Biography: Muhammad Aamir Cheema is a Lecturer at Clayton School of Information Technology, Monash University, Australia. He obtained his PhD from UNSW Australia in 2011. He has significant research experience in the areas of location-based services, spatio-temporal databases, mobile and pervasive computing and probabilistic databases and publishes frequently in top-tier conferences and journals such as PVLDB, SIGMOD, ICDE, VLDBJ, TODS, TKDE etc. He has won several prestigious awards and honours including 2012 Malcolm Chaikin Prize for Research Excellence in Engineering, 2014 Deans Award for Excellence in Research by an ECR, two CiSRA best-paper-of-the-year awards (2009 and 2010), two one-of-the-best-papers awards (ICDE 2010 and ICDE 2012), two best paper awards (WISE 2013 and ADC 2010), and a poster-of-the-day award (ICDE 2011). He was the publication chair for DASFAA 2015, PC co-chair for ADC 2015, local co-chair for APWeb 2013 and workshop co-chair for MSTD 2013.

Providing Retrievability Guarantees in Cloud-Based Storage Services

Speaker: Dr. Yin Yang, College of Science and Engineering, Hamad Bin Khalifa University (HBKU)

Abstract: Nowadays users store increasingly large amounts of data in cloud-based storage services such as Google Drive, Apple iCloud Drive and Microsoft OneDrive. For important data, the user often wants to verify that her data stored over the cloud have not been corrupted or compromised, which we call data retrivability. Simple approaches to this problem tend to be inefficient (e.g., the user could download the entire dataset and verify it locally, which incurs high communication overhead) or ineffective (e.g., the user could download and verify random blocks of the data, which tends to miss small-scale data corruptions). Meanwhile, traditional data authentication methods often burden the cloud service with heavy computations, leading to increased costs for the service. This tutorial introduces to the audience several state-of-the-art solutions for verifying data retrievability. We will overview their main ideas, and compare their efficiency, effectiveness and security guarantees. Additionally, we will discuss several interesting issues and application scenarios that have not been sufficiently addressed by existing methods.

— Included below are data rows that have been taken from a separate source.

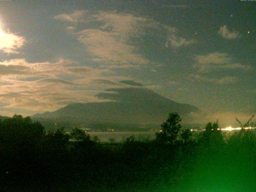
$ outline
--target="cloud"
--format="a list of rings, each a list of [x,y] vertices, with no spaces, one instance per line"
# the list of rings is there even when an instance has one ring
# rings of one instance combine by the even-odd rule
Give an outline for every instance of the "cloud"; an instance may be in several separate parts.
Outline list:
[[[70,22],[77,23],[84,20],[86,12],[84,10],[74,10],[70,14],[63,14],[58,15],[54,18],[55,19]]]
[[[235,83],[238,81],[236,77],[227,76],[216,80],[215,81],[216,84],[230,84]]]
[[[25,39],[18,35],[4,32],[0,29],[0,50],[6,53],[17,53],[16,50],[22,46]]]
[[[75,12],[80,12],[78,11]],[[79,31],[75,32],[75,28],[71,26],[67,26],[66,30],[72,33],[74,36],[84,45],[85,52],[88,53],[90,59],[95,62],[126,66],[150,62],[141,53],[140,46],[140,41],[148,35],[149,31],[154,31],[159,40],[162,41],[162,37],[164,36],[166,47],[176,49],[195,42],[194,40],[180,37],[176,28],[131,14],[85,12],[76,17],[77,19],[71,14],[64,14],[55,18],[77,25],[82,21],[86,22],[86,26],[80,25],[76,27],[83,28]],[[143,44],[142,41],[141,43]],[[162,44],[162,42],[161,44]]]
[[[201,114],[191,113],[189,116],[190,123],[202,124],[202,125],[204,126],[209,122],[216,122],[218,120],[220,127],[225,128],[229,126],[233,128],[238,127],[240,125],[236,120],[236,117],[237,117],[242,123],[245,124],[251,117],[252,114],[220,111]]]
[[[195,41],[194,40],[187,40],[185,38],[172,34],[168,38],[165,44],[165,46],[168,48],[169,45],[170,45],[172,48],[177,48],[181,46],[187,46],[195,42]]]
[[[79,64],[70,60],[60,58],[56,63],[28,63],[24,59],[7,60],[0,62],[0,76],[5,79],[20,80],[37,77],[56,78],[58,76],[99,76],[103,73],[110,73],[108,69],[96,69],[84,66],[73,66]]]
[[[192,80],[214,83],[216,84],[234,84],[237,82],[239,79],[236,77],[227,76],[221,78],[209,77],[205,75],[203,76],[198,74],[191,74],[189,75],[190,78]]]
[[[103,78],[108,69],[96,69],[69,60],[29,63],[24,59],[0,62],[1,110],[31,115],[52,111],[72,102],[109,101],[95,95],[108,88],[128,86],[122,77]],[[110,73],[111,74],[111,73]]]
[[[198,72],[207,73],[212,70],[237,69],[249,70],[250,66],[239,63],[232,63],[233,59],[228,54],[218,52],[210,53],[206,55],[198,55],[195,58],[196,63],[193,65],[198,69]]]
[[[163,5],[162,7],[170,7],[171,8],[188,8],[189,6],[187,5]]]
[[[218,33],[224,38],[227,39],[236,39],[240,37],[240,34],[239,32],[234,30],[233,30],[232,32],[230,32],[228,29],[226,25],[220,27],[220,28]]]
[[[88,48],[92,60],[109,64],[144,64],[149,61],[137,53],[130,38],[139,35],[147,20],[130,14],[100,12],[91,15],[91,21],[101,24],[97,28],[76,33],[77,39]]]
[[[126,44],[119,33],[86,29],[77,34],[78,40],[88,47],[94,61],[116,64],[144,64],[148,62],[136,53],[136,47]]]

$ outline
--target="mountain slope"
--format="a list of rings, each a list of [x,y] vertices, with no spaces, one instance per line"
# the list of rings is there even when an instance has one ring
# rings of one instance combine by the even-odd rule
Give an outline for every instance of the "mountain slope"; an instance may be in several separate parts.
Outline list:
[[[37,114],[32,117],[65,120],[76,125],[159,124],[170,112],[177,112],[184,116],[190,112],[199,112],[194,106],[177,103],[143,88],[139,84],[135,86],[132,84],[131,87],[107,89],[96,96],[113,102],[73,103],[55,112]]]

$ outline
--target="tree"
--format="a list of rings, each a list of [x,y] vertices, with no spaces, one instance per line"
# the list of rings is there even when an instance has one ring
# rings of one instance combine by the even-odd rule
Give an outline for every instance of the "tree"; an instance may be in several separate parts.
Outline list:
[[[161,132],[156,134],[156,139],[165,144],[174,144],[181,128],[182,118],[177,113],[170,113],[165,122],[161,125]]]
[[[71,137],[74,138],[78,141],[89,141],[91,137],[89,134],[86,134],[82,129],[75,128],[70,133]]]
[[[221,130],[218,130],[218,122],[208,122],[206,125],[205,130],[202,132],[201,141],[206,145],[219,145],[224,143],[224,139]]]
[[[186,128],[183,130],[180,136],[184,143],[186,143],[190,141],[191,136],[192,136],[192,133],[189,129]]]

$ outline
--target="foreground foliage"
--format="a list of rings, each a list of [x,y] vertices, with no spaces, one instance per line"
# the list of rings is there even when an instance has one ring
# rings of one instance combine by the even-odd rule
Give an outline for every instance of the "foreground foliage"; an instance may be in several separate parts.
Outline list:
[[[192,137],[170,114],[153,141],[104,144],[78,128],[46,132],[19,115],[0,121],[2,191],[256,191],[256,135],[218,122]]]

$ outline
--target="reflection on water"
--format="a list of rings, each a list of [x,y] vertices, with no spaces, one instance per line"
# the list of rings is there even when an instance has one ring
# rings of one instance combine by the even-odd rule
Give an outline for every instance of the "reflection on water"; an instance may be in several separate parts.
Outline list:
[[[109,142],[110,139],[116,142],[120,142],[133,135],[136,139],[140,141],[146,139],[152,140],[155,137],[154,132],[149,131],[89,132],[88,133],[92,137],[98,136],[101,142]]]

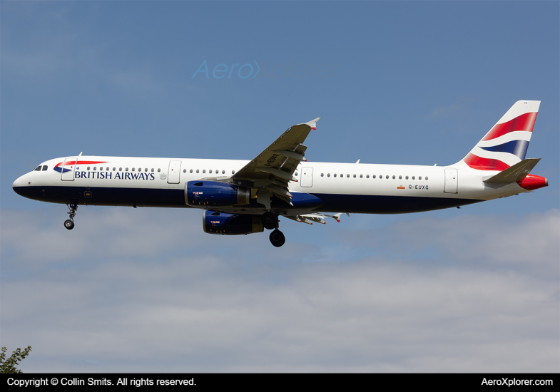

On Repairing Structural Problems In Semi-structured Data

Speaker: Dr. Shanshan Ying, Advanced Digital Sciences Center, Singapore

Abstract: Semi-structured data such as XML are popular for data interchange and storage. However, many XML documents have improper nesting where open- and close-tags are unmatched. Since some semi-structured data (e.g., Latex) have a flexible grammar and since many XML documents lack an accompanying DTD or XSD, we focus on computing a syntactic repair via the edit distance. To solve this problem, we propose a dynamic programming algorithm which takes cubic time. While this algorithm is not scalable, well-formed substrings of the data can be pruned to enable faster computation. Unfortunately, there are still cases where the dynamic program could be very expensive; hence, we give branch-and-bound algorithms based on various combinations of two heuristics, called MinCost and MaxBenefit, that trade off between accuracy and efficiency. Finally, we experimentally demonstrate the performance of these algorithms on real data.